T-cell receptor expression in lymphoid neoplasms. A comparison of phenotypic expression and genotyping

T-cell receptor antibodies (TCR alpha beta and TCR gamma delta) were used for a flow cytometric study of 114 specimens of lymphoid neoplasms and normal controls in order to find out whether or not the expression of TCR proteins differs in between normal and neoplastic tissues.

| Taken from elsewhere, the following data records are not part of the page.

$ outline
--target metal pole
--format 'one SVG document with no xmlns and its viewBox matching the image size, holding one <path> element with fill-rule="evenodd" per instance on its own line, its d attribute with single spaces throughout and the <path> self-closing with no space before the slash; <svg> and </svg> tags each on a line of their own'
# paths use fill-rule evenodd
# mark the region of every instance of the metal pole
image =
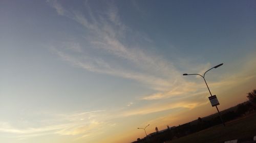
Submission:
<svg viewBox="0 0 256 143">
<path fill-rule="evenodd" d="M 210 93 L 210 96 L 212 96 L 211 95 L 211 93 L 210 91 L 210 89 L 209 89 L 209 87 L 208 87 L 207 83 L 206 83 L 206 81 L 205 80 L 205 79 L 204 78 L 204 76 L 203 77 L 204 80 L 204 82 L 205 82 L 205 84 L 206 84 L 206 86 L 207 87 L 208 90 L 209 91 L 209 92 Z M 216 107 L 216 109 L 217 109 L 218 113 L 219 113 L 219 116 L 220 116 L 220 118 L 221 118 L 221 122 L 222 122 L 222 124 L 223 124 L 223 126 L 224 127 L 226 126 L 226 125 L 225 124 L 225 122 L 223 121 L 223 120 L 222 120 L 222 117 L 221 117 L 221 113 L 220 112 L 220 111 L 219 111 L 219 109 L 218 108 L 217 105 L 215 106 Z"/>
</svg>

It was found that TCR alpha beta population was predominant in all categories except T gamma lymphoproliferative disorder (TGLD), T-cell lymphoblastic leukemia (T-ALL), and natural killer-like T-cell lymphoma (NKTL), in which three of 18, one of three, and two of two specimens, respectively, showed a predominant TCR gamma delta population. Natural killer cell lymphoma (NKL) showed essentially absence of either TCR alpha beta or TCR gamma delta protein. Therefore, TCR antibodies can be selectively used in cases of TGLD, T-ALL, and NKTL to substantiate their diagnoses. Furthermore, the absence of TCR protein is characteristic of NKL and helps to distinguish it from NKTL. Without the TCR antibodies, TCR gene analysis is sometimes needed to separate these two entities. When comparing with genotyping, 11 of 12 cases with TCR beta gene rearrangement and one of two cases with TCR alpha gene rearrangement expressed TCR alpha beta protein. One of four cases with TCR gamma gene rearrangement and both cases with TCR delta gene rearrangement expressed TCR gamma delta protein. Thus, TCR antibody phenotyping can reliably predict TCR genotypes under most circumstances.